When we read and discussed Donna Haraway’s The Promises of Monsters: A Regenerative Politics for Inappropraite/d Others and discussed it I was very much interested in the idea of inappropriated others.  It is very clear how this term relates to gender because a not being heterosexual or dis-identifying with the gender they are “supposed” to identify with makes some people uncomfortable.  Therefore, people who are not seen as “normal” are considered others who cannot fit into society.  This lack of acceptance is incredibly common and is something that it seems we all must deal with because that is how people are.  But as I thought about it more I realized that if people are taught at a young age to be more accepting than this idea of an “inapropriated other” would be less prominent.


            When I was in middle school my parents had me attend a tiny private Quaker school in the middle of nowhere in North Carolina.  I didn’t enjoy this school when I went there, but looking back on my time there I realize that there were a few amazing things about this school that other schools just didn’t have. 


Let me explain.


            During my 6th grade year a boy named Spencer visited the school for a day to see if he would like to attend the next year.  This at first seemed to have no meaning because several kids visited our school each year, and most were eventually forgotten about.  Spencer was one of these kids.  For my 7th grade year a few new students came to the school, including a 6th grade girl named Spencer.  Because my middle school was so small, everyone knew everyone, and everyone noticed when someone was not there.  One day Spencer did not show up to school, and on that same day the entire school was called for a meeting.  The teacher sat the students in a large room and told us that Spencer was not at school that day because she wanted the teachers to tell us something.  She wanted us to know that she was transgendered.  The teachers reminded us of the boy Spencer that visited the school the previous year and how she told her parents that she was a girl trapped in a boy’s body.  One student asked why Spencer wanted the teachers to tell us this, and one responded by saying that Spencer didn’t want to lie and did not want someone to find out and be surprised.  Another teacher responded to that by saying “and I think that’s very cool.”  We were then told that we should try to make Spencer as comfortable as possible, and that some changes would be made in order to do so.  One of the boy’s bathrooms at school was changed to a unisex bathroom and the teachers asked everyone to try to use that restroom sometimes to make Spencer more comfortable.

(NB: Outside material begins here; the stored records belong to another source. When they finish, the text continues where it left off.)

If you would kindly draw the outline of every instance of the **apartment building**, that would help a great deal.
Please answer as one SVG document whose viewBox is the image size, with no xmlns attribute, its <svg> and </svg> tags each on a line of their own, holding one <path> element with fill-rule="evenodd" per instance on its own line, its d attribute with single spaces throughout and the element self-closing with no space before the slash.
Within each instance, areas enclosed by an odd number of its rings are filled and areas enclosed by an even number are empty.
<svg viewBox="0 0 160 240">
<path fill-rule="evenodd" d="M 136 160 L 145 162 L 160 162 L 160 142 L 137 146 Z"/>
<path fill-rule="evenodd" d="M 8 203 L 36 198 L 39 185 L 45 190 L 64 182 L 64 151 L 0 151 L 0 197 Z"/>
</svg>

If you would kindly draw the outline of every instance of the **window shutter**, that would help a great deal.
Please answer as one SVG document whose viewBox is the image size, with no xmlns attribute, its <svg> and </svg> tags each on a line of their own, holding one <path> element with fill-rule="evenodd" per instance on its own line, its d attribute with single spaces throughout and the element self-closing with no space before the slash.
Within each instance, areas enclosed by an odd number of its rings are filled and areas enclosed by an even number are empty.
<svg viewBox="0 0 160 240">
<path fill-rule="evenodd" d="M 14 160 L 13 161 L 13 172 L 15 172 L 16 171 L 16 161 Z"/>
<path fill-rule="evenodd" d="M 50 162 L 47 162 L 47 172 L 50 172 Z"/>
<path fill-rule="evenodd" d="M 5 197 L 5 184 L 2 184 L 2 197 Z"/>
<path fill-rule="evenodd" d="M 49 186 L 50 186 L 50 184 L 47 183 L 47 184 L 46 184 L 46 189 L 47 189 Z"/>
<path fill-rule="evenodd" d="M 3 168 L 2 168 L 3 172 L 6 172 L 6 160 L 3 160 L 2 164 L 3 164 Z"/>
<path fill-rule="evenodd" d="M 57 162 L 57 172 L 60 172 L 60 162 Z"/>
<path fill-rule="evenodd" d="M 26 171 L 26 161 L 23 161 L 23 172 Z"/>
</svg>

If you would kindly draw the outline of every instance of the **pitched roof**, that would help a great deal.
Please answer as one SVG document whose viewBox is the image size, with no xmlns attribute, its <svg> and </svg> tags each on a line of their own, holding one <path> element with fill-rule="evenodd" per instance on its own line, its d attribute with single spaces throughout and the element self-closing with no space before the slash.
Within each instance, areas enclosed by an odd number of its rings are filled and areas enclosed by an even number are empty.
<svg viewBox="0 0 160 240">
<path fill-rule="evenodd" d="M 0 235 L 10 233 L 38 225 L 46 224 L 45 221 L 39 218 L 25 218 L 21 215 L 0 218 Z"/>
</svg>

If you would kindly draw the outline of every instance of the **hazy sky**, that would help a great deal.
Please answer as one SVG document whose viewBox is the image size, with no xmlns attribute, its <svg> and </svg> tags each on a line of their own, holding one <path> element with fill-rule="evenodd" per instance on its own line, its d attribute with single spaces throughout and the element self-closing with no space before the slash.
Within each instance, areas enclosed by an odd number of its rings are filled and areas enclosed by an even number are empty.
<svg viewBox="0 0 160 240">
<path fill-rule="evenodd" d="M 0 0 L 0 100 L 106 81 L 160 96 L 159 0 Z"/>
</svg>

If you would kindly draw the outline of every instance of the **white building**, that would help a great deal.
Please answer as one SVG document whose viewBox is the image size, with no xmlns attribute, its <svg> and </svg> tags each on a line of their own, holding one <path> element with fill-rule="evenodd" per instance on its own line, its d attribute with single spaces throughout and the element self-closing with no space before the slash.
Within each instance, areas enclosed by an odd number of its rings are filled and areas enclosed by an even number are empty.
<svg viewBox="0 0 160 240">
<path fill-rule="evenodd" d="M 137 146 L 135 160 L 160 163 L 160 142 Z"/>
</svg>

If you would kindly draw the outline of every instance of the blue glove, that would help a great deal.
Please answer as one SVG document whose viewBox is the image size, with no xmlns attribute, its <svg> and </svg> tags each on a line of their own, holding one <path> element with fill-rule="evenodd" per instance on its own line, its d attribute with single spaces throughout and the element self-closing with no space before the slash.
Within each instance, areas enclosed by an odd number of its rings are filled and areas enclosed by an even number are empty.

            Based on how cruel I’ve seen people be about others being transgendered, I would have thought that the kids in my school would have shown Spencer the same cruelty, but we all immediately accepted her just like our teachers had hoped me would.  Almost all of the students used the unisex bathroom, people started calling Spencer “Spencie” because she thought it sounded more like a girl’s name, and the girls in her grade always invited her to all girls sleepovers.  Spencie was one of the girls despite her genitalia.


            This story makes me realized that intolerance is something we are taught by people that have already been taught to be intolerant themselves.  As people we really can be quite accepting.  We just need to start early.